By Rajasik Mukherjee and Clare Jim
(Reuters) -Hong Kong property developer New World Development has launched a debt exchange offer of up to $1.9 billion, aiming to restructure its outstanding perpetual securities, it said in an exchange filing on Monday.
The company intends to issue up to $1.6 billion in new perpetual securities, with the remaining $300 million allocated to new notes.
The move comes as the Hong Kong-based company seeks to manage its capital structure in a challenging financing environment. Last month, the company refuted media reports by saying it was not undertaking any liability management exercises related to its perpetual or other debt securities.
Earlier this year, the developer deferred coupon payments worth $77.2 million on four perpetual bonds that were scheduled for June.
New World said the offer was aimed at extending debt maturities, boosting liquidity and balance sheet flexibility, and strengthening its financial position.
The company’s shares reversed early losses to close up 3.1% on Monday, compared with a 1.5% gain in the Hang Seng Properties Index; its perpetual bonds were little changed, according to data from Duration Finance.
The company, the most indebted among its peers – which had two CEO changes last year – has been seeking to refinance debt and improve liquidity as the property sector faces sustained pressure from tighter credit conditions and a weak office market.
Last week, prior to the exchange offer, investment bank PJT Partners held discussions with New World on terms of what would be acceptable to the holders of senior notes and perpetual bonds, a source with knowledge of the matter said.
Bondholders have yet to receive advice on the exchange offer, the person added.
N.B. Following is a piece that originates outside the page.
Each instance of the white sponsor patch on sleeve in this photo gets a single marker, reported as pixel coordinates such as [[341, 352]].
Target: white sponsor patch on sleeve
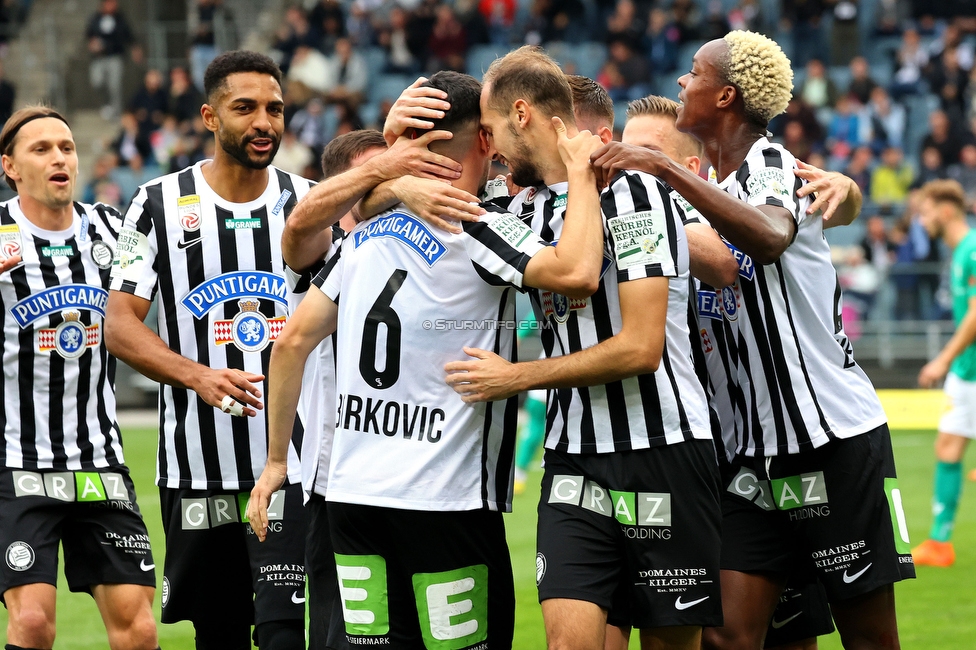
[[640, 238], [132, 253], [511, 229], [768, 182]]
PJT Partners and law firm Kirkland & Ellis are representing an ad hoc group that holds around 20% of the bonds.
On Monday, Debtwire first reported on PJT Partners’ discussions with the company last week. New World and PJT Partners did not immediately respond to requests for comment.
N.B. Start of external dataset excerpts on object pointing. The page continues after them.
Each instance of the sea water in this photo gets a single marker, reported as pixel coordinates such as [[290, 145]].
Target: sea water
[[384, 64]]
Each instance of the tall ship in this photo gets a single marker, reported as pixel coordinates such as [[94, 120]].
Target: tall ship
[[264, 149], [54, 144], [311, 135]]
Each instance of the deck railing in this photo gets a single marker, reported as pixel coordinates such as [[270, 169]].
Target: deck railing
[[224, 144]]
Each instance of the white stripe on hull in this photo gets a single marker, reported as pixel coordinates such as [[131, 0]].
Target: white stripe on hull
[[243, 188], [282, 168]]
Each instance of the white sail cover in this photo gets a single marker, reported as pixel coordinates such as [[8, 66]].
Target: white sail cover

New World’s debt woes trace back to an ambitious expansion spree, which collided with Hong Kong’s political unrest, the COVID-19 pandemic and a drawn-out real estate slump.
Despite clinching a crucial $11.24 billion loan refinancing package earlier this year, the company still needs additional funding to cut its debt and sustain operations in a weak property market, it had said.
In September, the company secured a term loan facility of up to HK$5.9 billion ($759.58 million) from German multinational investment lender Deutsche Bank AG.